The crisis in Ukraine has spread to the internet, where hackers from both sides are launching large cyberattacks against opposing news organisations.
Security experts say that they are witnessing unusually large denial-of-service attacks, also called DDoS attacks, in which hackers flood a website with traffic to knock it offline. The attacks have been directed at both pro-Western and pro-Russian Ukrainian news sites.
In at least one case, hackers successfully defaced the website of the Kremlin-financed news network Russia Today, replacing headlines and articles containing the word "Russia" with the word "nazi."
Experts say the attacks on pro-Western Ukrainian news sites closely resemble the attacks on Chechnyan news sites, which security experts say are under almost constant siege.
Matthew Prince, the chief executive and a co-founder of Cloudflare, a San Francisco company that helps websites speed up performance and mitigate DDoS attacks, said in an interview yesterday that while this week's attacks were similar to the attacks on Chechnyan news sites that use Cloudflare, it was not clear who was responsible for the attacks.

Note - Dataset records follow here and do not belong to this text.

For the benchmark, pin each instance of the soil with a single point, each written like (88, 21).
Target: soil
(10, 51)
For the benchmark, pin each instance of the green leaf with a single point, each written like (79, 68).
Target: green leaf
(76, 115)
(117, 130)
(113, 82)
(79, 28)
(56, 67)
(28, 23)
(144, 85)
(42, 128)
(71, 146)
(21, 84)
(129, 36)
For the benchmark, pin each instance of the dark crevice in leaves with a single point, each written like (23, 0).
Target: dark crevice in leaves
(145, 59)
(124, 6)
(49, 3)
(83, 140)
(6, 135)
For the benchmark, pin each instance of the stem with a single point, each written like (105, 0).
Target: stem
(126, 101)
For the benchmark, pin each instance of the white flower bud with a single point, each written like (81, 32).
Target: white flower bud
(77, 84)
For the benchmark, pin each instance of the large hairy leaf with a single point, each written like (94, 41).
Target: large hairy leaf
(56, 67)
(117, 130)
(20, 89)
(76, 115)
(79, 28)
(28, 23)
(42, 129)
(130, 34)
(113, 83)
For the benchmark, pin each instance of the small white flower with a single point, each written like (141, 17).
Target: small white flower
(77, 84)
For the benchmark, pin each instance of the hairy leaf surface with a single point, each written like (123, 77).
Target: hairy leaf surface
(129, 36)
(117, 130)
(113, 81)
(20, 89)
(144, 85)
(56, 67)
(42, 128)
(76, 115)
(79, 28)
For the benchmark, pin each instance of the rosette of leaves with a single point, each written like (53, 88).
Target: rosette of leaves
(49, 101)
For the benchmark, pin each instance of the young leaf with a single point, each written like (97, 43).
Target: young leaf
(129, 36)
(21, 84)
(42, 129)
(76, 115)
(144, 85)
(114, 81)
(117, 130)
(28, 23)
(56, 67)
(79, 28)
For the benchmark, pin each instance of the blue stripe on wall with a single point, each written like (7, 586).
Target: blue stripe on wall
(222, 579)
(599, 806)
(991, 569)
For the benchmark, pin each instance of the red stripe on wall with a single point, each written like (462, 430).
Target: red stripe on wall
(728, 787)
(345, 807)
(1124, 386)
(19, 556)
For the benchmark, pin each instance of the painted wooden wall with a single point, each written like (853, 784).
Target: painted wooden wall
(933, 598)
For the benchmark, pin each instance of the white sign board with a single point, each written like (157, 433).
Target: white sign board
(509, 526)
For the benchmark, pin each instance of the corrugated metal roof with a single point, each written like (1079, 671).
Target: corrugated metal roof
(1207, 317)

“I don’t think it can be said that these are state-sponsored attacks,” Mr Prince said. So far, activity has not reached the levels of the cyberattacks directed at Estonia in a month-long online assault in 2007 that nearly crippled the Baltic nation. Nor have they reached the levels of attacks against Georgia in 2008 when - in the weeks leading up to armed conflict - servers hosting Georgian government, media, communications and transportation websites were knocked offline with a flood of data containing the message, “win+love+in+Rusia.”
Security experts said they had also not seen any indication that there had been a drop in traffic coming out of the Ukraine, which is what happened in Syria last year when Syria’s access to the Internet was cut by what appeared to be the country’s own government.
While the majority of attacks this week were denial of service attacks, some websites were defaced or breached. Hackers defaced the RT.com site, replacing the word “Russia” with “nazi,” which led to a flurry of inaccurate headlines such as: “Putin: Nazi citizens, troops threatened in Ukraine, need armed forces protection.”
The word ‘nazi’ has been increasingly thrown around as tensions escalate in the former Soviet republic.
On Tuesday , Ukrainians marched with red flags featuring the banner of the fighter pilots who fought the Nazis in 1941. Meanwhile, President Vladimir Putin of Russia, speaking at a news conference Tuesday, described protesters in Kiev as an "orgy" of radicals and nationalists, highlighting a swastika armband he had seen in images of the protests.